Czechs are sceptical not of the objective of decarbonising the economy by 2050, but of the European plan to get there. Furthermore, even if that objective were to be achieved, they are sceptical that it would matter in a planetary context. The fear is that greening policies could hold back European competitiveness and catalyse yet another transfer of European jobs to more loosely regulated parts of the world. In sum, this could be a path of senseless sacrifice.
Over and beyond relative skepticism, one should not underestimate the effect of the term “transition” in Czech collective memory. Since 1989, the majority of Czechs substantially profited from the transition to a market economy. But the benefits have not been equally distributed. The experience of hardship in the 1990s is still ingrained in the social fabric and collective memory. 30 years following the first post-communist transition, the Czechs are invited to undergo another fundamental transformation, just as the previous one begins to bear fruit. Why change a business model that works one might ask?
The big question is whether people are willing to pay for the transition. Grand goals and visions of a bright future are always more appealing than actual measures taken. Our sociological research shows that there is a strong difference between principal support to greening and the actual willingness to invest in renewables or electric vehicles.
No opinion on Green Deal
Although climate change and decarbonisation is omnipresent in the Czech media, the European Green Deal completely fails to attract any attention. In a survey conducted in May 2020, only a small fraction of Czech public opinion was familiar with the policy or its substance (2%). The policy substance is discussed, but mostly in the context of a domestic national debate on how the Czech Republic will reach climate neutrality. The EU is perceived as an agent promoting decarbonisation, less as an actor shaping the actual policies.
Figure 2; STEM Institute, May 2020, 1086 respondents (PAPI, CAPI)
This is both ood and bad news. The public discourse is open rather than consolidated in polarised factions. Green politics do not stir emotions the way migration does. Furthermore, there is strong in-principle support for decarbonisation and environmental protection, laying the foundations for the endorsement of EU policies. There is a strong chance that Czechs will completely internalise the 2050 climate goals and will move in the broadly accepted EU direction with very low resistance.
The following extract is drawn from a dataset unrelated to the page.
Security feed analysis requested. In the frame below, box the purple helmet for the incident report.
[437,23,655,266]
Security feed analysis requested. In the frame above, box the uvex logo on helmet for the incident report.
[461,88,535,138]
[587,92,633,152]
That being said, many things can go wrong. Decarbonisation goes hand in hand with other grand trends such as digitalisation, automatisation and artificial intelligence. It is very likely that all these trends will eventually melt in public perception into one ‘batch of novelties.’ The fear is that Czechs won’t be able to differentiate between these disruptive forces. For instance, the 4.0 version of industrial modernisation could come hand-in-hand with mass layoffs and unemployment, turning Czech public opinion against decarbonisation efforts.
It is necessary to understand the cumulative effect of all these complementary trends and not to underestimate their impact on EU societies. A potential economic downturn or a wave of mass unemployment triggered by an automation and digitalisation drive might easily be mistaken for the unintended consequence of decarbonisation. Czech politicians already test waters, but public articulation of scepticism is not consolidated in clear trends. How the Czech debate about climate neutrality will evolve is an open question. For the moment, there are reasons to be optimistic.
These views are those of the author and not the editorial team at Brussels Morning.